Krisis ekonomi yang terjadi pada pertengahan tahun 1997 telah berdampak ke berbagai sektor perekonomian, khususnya menurunnya kemampuan perusahaan-perusahaan untuk membayar kembali hutang-hutang mereka kepada kreditor. Hal ini telah menimbulkan kekhawatiran kreditor untuk dapat menuntut pelunasan piutangnya kepada debitor. Para kreditor memandang perlu ada solusi hukum yang mampu menjamin kepentingan kreditor berkaitan dengan jaminan pelunasan akan investasi yang telah mereka tanamkan, yaitu melalui lembaga kepailitan. Perangkat hukum kepailitan yang dimiliki Indonesia dianggap tidak memadai lagi dengan kondisi masyarakat, khususnya dunia usaha yang berkembang sekarang ini- UU Kepailitan lama dianggap kurang memberikan perlindungan kepada kreditor dalam mengupayakan pelunasan piutangnya, khususnya karena proses kepailitan harus dilakukan melalui prosedur hukum acara perdata sebagaimana perkara perdata lainnya yang berbelit-belit dan membutuhkan waktu yang lama. Hal lain yang menjadi sorotan adalah sikap ketidakpercayaan mereka dalam memandang dunia peradilan Indonesia yang penuh dengan KKN.

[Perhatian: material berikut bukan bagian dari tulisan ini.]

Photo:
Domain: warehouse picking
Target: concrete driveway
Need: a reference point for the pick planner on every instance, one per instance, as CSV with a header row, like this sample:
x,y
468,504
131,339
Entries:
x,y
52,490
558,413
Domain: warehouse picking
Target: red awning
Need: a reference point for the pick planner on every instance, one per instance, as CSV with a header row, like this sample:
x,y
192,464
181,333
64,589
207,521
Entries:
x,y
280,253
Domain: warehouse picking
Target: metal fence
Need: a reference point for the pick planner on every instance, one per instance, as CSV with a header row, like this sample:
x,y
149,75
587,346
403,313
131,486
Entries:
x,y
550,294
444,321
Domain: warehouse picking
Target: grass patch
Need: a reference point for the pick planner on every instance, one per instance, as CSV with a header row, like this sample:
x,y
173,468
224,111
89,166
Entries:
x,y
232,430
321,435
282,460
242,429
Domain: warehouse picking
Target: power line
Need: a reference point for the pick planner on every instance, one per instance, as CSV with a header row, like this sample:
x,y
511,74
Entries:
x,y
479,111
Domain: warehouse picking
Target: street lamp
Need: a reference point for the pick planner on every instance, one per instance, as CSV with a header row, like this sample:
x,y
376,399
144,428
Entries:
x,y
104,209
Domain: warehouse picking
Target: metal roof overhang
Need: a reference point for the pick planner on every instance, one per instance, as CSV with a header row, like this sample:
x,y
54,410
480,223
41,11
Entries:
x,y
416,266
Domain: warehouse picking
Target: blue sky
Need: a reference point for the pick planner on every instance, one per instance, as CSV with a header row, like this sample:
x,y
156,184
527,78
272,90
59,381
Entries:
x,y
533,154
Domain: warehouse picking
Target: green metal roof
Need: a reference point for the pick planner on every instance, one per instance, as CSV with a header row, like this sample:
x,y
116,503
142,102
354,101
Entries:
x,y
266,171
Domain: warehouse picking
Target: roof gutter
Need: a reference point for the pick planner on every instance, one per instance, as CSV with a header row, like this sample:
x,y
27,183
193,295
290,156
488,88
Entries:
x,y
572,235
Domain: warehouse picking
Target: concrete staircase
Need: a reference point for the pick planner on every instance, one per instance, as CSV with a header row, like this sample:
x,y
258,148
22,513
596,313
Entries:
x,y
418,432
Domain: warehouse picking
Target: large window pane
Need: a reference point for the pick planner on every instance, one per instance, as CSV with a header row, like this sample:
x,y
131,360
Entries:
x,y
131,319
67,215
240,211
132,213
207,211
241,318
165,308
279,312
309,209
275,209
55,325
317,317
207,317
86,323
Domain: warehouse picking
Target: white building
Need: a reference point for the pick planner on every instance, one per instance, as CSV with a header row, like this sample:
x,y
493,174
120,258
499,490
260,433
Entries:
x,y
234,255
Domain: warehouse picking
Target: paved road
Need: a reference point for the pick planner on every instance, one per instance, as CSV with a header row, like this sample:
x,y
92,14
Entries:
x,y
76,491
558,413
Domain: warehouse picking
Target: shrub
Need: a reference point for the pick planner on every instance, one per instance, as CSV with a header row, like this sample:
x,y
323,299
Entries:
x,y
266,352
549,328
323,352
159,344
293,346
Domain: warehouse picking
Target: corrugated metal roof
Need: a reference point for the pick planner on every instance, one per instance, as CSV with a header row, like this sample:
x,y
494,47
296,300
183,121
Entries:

Oleh karena itu IMF sebagai kreditor terbesar bagi Indonesia, meminta pemerintah Indonesia segera melakukan revisi terhadap UU Kepailitan dan pembentukan Pengadilan Niaga sebagaimana tertuang dalam nota kesepakatan antara Pemerintah Indonesia dengan IMF.
Tuntutan dan desakan IMF ini telah mendorong Pemerintah untuk segera melakukan amandemen terhadap Faillissement Verordening, melalui Perpu Nomor 1 Tahun 1998 yang kemudian ditetapkan menjadi UU Nomor 4 tahun 1998. Pada intinya substansi amandemen UU kepailitan lebih ditujukan untuk memberikan perlindungan kepada kreditor dengan mengacu pada asas cepat, sederhana, transparan, dan efektif.
Dalam tataran implementasi, penerapan UU Kepailitan di lapangan belum seperti yang diharapkan. Hal ini terjadi karena adanya beberapa kelemahan dalam subtansi pengaturannya antara lain ketidakjelasan pengaturan yang pada akhirnya menimbulkan multi interpretasi. Disamping itu keberadaan Pengadilan Niaga sebagai pengadilan khusus yang berwenang menangani perkara kepailitan belum didukung oleh sarana dan prasarana yang memadai.